1. Deep-Clean Every Drain (This Is the #1 Fix)
    • Pour ½ cup baking soda + 1 cup white vinegar down each drain.
    • Let it foam for 10–15 minutes.
    • Flush with a full kettle of boiling water.
    • Repeat weekly for maintenance. For serious gunk: use a drain brush, a cheap plastic drain snake, or an enzyme cleaner (Bio-Clean, Green Gobbler, Zep, etc.).
  2. Dry the Bathroom Ruthlessly
    • Squeegee shower walls and glass after every use.
    • Hang towels to dry (don’t leave them bunched on the floor).
    • Wipe the sink and counter after brushing teeth or washing up.
    • Run the exhaust fan during shower + 20–30 minutes after. Leave the door open when you’re done.
  3. Lower Humidity Ideal bathroom humidity: 30–50%. If yours is always steamy, get a small dehumidifier or crack a window.
  4. Scrub Hidden Spots
    • Clean grout with an old toothbrush and baking-soda paste.
    • Pull the shower curtain liner all the way open and wash the folds.
    • Vacuum or sweep under the toilet base and behind the tank.
  5. Seal Their Entry Routes
    • Caulk gaps around pipes under the sink.
    • Check that the exhaust fan flap closes properly.
    • Add a fine mesh screen if bugs are coming through vents.

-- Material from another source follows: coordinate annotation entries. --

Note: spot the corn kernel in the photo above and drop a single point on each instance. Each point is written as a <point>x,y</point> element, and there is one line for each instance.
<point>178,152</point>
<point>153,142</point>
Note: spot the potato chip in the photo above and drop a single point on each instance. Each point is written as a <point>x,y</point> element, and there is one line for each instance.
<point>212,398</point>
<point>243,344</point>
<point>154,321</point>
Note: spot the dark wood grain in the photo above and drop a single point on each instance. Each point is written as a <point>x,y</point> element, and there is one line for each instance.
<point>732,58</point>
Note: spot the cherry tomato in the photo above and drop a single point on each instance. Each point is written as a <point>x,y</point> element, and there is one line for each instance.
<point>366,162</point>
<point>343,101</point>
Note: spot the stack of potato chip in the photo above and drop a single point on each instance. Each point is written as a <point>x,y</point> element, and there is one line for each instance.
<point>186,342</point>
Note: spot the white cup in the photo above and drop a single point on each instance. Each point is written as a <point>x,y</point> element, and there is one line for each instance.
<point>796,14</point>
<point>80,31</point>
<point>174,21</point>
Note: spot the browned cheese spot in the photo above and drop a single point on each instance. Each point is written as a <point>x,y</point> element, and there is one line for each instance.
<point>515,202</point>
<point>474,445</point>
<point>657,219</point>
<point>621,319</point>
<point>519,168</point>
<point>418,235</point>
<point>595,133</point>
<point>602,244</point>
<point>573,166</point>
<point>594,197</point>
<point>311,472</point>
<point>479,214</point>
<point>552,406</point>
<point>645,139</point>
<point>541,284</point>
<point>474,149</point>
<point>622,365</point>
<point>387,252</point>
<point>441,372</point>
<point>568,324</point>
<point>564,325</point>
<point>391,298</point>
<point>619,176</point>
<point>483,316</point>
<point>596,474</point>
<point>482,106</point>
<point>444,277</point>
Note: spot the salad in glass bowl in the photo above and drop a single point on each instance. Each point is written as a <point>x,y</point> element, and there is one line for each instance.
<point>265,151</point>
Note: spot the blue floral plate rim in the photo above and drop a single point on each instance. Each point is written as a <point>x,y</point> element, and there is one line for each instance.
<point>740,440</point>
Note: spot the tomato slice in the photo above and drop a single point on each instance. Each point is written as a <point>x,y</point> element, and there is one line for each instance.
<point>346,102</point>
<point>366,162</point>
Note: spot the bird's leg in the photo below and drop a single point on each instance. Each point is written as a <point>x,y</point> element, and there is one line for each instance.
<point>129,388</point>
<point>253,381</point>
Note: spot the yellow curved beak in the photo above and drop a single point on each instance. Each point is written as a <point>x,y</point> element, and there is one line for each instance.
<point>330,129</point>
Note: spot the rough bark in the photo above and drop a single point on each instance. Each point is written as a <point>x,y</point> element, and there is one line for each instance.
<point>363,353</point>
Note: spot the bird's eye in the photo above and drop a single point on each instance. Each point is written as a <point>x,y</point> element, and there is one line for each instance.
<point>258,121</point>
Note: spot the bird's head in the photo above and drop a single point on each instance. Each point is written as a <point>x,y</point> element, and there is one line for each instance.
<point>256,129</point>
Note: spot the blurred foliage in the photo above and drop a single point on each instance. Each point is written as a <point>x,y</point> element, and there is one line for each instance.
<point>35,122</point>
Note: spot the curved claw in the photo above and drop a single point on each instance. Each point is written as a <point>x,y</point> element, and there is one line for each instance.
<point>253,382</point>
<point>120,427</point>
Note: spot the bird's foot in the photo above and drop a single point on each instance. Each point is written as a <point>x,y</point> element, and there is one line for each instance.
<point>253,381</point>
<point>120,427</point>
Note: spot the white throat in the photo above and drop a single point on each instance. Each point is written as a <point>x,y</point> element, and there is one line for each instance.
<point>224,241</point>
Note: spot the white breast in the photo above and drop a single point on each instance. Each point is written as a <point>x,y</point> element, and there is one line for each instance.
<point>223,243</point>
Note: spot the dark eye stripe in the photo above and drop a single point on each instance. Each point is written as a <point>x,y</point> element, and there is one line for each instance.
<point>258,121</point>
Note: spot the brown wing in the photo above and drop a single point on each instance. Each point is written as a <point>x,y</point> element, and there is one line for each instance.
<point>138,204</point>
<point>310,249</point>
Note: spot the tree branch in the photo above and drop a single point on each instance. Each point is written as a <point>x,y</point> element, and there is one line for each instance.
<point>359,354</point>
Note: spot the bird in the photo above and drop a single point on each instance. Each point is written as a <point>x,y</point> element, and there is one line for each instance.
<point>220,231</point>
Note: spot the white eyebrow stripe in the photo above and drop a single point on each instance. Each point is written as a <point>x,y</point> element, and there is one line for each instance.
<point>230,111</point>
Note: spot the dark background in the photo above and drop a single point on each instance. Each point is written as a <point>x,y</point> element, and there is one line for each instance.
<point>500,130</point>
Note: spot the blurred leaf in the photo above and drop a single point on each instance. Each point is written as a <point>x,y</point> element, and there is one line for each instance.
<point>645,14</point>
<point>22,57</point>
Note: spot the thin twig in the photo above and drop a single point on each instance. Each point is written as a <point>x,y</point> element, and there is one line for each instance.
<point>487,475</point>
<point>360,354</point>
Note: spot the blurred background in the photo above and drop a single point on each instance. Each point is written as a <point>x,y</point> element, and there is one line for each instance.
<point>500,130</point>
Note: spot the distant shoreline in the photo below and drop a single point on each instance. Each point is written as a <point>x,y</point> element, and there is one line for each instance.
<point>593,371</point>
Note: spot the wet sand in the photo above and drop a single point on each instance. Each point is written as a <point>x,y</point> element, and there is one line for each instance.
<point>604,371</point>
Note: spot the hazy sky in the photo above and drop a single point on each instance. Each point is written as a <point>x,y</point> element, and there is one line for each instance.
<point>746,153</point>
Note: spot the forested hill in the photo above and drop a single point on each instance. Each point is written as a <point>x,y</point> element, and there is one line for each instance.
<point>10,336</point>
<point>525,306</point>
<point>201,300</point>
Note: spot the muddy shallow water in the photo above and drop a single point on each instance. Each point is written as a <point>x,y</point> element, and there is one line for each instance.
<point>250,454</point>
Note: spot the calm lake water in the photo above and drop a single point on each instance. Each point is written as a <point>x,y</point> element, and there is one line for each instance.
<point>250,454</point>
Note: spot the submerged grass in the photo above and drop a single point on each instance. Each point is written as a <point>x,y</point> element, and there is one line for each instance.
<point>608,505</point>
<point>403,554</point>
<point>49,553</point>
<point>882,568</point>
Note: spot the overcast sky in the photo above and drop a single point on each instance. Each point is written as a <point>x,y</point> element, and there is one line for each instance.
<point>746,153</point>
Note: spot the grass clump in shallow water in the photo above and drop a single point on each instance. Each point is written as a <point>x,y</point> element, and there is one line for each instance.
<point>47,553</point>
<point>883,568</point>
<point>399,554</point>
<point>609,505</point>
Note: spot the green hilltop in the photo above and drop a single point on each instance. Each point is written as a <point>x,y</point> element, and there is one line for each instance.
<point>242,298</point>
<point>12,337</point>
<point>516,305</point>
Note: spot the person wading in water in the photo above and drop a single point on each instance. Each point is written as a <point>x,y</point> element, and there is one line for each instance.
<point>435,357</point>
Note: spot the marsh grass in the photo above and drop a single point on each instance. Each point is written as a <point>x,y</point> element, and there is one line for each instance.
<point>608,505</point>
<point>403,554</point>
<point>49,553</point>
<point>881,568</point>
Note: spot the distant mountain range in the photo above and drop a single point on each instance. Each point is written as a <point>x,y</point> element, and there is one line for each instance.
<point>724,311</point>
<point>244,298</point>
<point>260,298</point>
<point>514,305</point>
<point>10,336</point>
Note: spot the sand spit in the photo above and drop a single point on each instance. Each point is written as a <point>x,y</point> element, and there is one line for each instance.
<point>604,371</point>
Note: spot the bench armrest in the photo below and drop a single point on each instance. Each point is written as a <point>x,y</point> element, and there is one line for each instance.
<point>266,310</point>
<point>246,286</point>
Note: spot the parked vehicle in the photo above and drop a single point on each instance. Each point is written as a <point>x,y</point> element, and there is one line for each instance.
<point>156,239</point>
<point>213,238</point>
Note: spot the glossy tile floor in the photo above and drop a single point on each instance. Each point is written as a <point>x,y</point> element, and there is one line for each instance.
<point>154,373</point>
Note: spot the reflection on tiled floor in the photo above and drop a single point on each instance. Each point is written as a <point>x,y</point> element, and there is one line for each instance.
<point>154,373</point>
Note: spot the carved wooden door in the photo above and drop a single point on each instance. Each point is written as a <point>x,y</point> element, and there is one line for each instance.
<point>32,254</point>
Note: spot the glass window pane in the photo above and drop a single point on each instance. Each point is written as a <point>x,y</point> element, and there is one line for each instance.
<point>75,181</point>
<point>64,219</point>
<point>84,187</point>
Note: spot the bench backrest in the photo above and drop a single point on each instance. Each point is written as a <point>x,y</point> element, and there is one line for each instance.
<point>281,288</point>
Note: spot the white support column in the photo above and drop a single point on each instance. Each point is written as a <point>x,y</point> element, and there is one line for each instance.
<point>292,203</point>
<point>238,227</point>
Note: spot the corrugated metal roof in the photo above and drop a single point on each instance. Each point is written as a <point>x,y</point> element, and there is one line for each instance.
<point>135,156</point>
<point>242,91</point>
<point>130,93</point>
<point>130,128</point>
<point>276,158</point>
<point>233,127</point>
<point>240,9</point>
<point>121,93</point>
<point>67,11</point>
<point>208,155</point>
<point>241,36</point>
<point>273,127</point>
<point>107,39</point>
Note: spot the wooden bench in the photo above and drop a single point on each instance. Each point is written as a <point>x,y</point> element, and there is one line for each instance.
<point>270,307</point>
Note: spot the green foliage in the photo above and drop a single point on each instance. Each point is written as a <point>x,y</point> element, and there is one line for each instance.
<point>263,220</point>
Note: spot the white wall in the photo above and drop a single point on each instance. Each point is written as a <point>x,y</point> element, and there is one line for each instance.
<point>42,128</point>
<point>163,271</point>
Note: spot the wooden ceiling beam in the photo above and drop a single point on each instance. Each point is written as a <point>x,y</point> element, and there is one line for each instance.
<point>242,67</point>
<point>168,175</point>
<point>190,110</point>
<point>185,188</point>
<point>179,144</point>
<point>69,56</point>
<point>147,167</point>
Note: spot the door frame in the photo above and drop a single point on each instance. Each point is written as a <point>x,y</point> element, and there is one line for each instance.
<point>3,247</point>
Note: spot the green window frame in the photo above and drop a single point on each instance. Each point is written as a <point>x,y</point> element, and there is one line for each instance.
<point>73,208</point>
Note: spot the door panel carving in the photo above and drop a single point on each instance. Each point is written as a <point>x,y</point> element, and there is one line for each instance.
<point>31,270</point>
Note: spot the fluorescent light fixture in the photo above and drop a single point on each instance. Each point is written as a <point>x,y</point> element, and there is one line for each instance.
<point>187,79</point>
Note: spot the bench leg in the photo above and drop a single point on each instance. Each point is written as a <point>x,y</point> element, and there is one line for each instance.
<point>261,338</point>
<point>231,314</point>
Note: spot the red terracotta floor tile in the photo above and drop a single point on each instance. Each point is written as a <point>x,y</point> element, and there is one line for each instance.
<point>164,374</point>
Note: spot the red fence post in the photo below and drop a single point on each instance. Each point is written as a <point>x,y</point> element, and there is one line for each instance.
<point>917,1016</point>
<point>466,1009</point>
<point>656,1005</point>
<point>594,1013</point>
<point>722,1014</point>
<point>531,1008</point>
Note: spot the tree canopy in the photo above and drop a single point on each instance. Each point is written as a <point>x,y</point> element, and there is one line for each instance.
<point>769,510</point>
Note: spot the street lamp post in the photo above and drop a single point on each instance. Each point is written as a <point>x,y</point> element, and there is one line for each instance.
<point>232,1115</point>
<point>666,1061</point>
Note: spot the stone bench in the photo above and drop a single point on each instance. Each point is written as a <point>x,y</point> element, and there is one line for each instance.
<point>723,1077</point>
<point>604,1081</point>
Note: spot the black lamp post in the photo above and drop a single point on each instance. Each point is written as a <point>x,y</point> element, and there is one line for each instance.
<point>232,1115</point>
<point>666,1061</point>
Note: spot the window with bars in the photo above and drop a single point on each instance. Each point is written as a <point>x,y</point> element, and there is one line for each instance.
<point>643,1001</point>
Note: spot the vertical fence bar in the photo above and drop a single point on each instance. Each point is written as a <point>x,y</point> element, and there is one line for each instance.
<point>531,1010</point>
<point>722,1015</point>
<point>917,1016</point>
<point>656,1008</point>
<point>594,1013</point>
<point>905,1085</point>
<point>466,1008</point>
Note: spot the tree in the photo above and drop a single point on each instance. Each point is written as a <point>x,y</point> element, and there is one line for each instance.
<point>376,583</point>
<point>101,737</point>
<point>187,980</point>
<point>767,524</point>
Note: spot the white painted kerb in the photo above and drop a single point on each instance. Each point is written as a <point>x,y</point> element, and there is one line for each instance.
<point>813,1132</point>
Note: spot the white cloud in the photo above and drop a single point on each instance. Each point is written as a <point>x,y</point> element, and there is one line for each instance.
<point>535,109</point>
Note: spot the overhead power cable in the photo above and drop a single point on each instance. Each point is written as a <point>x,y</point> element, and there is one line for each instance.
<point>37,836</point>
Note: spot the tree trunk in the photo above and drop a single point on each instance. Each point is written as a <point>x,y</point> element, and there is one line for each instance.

Natural Repellents That Actually Work

  • Essential oils: peppermint, tea tree, eucalyptus (a few drops in a spray bottle with water)
  • Sticky yellow traps or wine-vinegar traps near drains to catch adults
  • Cucumber slices or bay leaves (old-school trick that sometimes works)

What NOT to Do

  • Don’t just fog the room with bug spray — it doesn’t touch the larvae in the drain.
  • Don’t pour straight bleach down drains regularly — it damages pipes and doesn’t kill eggs well.
  • Never mix bleach + vinegar (creates toxic chlorine gas).

When to Call a Pro

If you’ve done everything above for 2–3 weeks and they’re still everywhere, or if you notice black mold behind walls or bugs spreading to the kitchen, call a pest-control company. (Thankfully, this is rare — consistent cleaning solves almost every case.)

The Bottom Line

Those tiny black bugs aren’t a sign you’re failing at housekeeping. They’re just nature’s way of telling you there’s moisture and food somewhere it shouldn’t be.

Fix the moisture → remove the food source → they disappear and stay gone.

Start tonight: run that baking-soda-and-vinegar treatment, turn on the fan, and hang up your towels properly. In a week or two, you’ll flip on the light and see nothing but a clean, peaceful bathroom again.